The Dodgers have to counter the Padres’ Blake Snell move.
Ah, you again, Blake Snell? I thought the Dodgers got rid of you when your mind-numbingly stupid manager erased you from the World Series and handed us the trophy.
Unfortunately, not only has Los Angeles not vanquished Snell permanently, but he’s now come to roost within their division.
The Padres completed a ridiculous blockbuster trade for the Rays’ ace late Sunday night, clearing some of their prospect core in exchange for a one-for-one replacement for Mike Clevinger next year, who’ll be rehabbing from Tommy John surgery, ready to return in 2022.
And that’s when San Diego’s rotation will really become a problem for the Dodgers, who now have a prime opportunity to strike back.
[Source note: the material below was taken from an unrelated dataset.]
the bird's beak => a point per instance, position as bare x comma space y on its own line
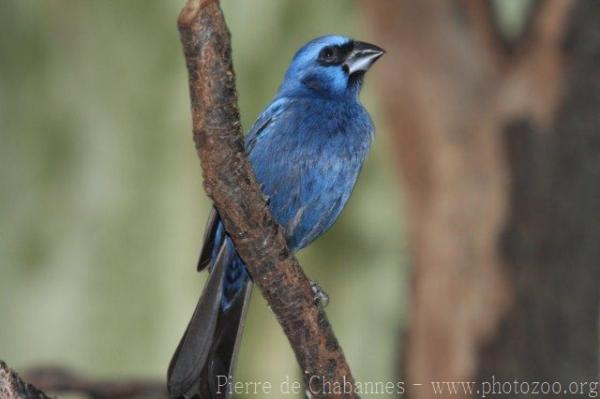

San Diego acted the way a championship-level team does in pouncing on this opportunity. Not that blockbuster trades are anything new for AJ Preller, but we digress.
The Padres looked at a prospect core overloaded with rotation options (Mackenzie Gore, et. al) and traded Luis Patiño from a position of strength to get better next season and the year after. Officially, Los Angeles — still the favorites, though the gap is shrinking slightly — is on the clock.
We entertained a Snell trade package when the winter first started, and we’ll never quite know how far the Dodgers got in the conversation. The next-best available starter on the trade market? Yu Darvish. We’re not running that back.
So now, more than ever, is the time for LA to strike in the market everyone expects them to eventually arrive in: Trevor Bauer.
The goal in a Bauer deal was always to make things scary for the Angels, the team with the largest rotation holes and one that expected to be Bauer’s California homecoming landing spot. But now that the team LA is poised to duke it out with for the next several years has taken the offseason’s largest swing, there’s additional motivation here.
Bauer will no longer be available on a one-year deal, but his cost won’t break the bank for a team that prints money like the Dodgers. In fact, he shouldn’t even prevent a Justin Turner reunion.
And then, just maybe, in next year’s NLCS, Los Angeles can show Blake Snell first hand what it looks like when a newly-imported ace can make it out of the sixth inning.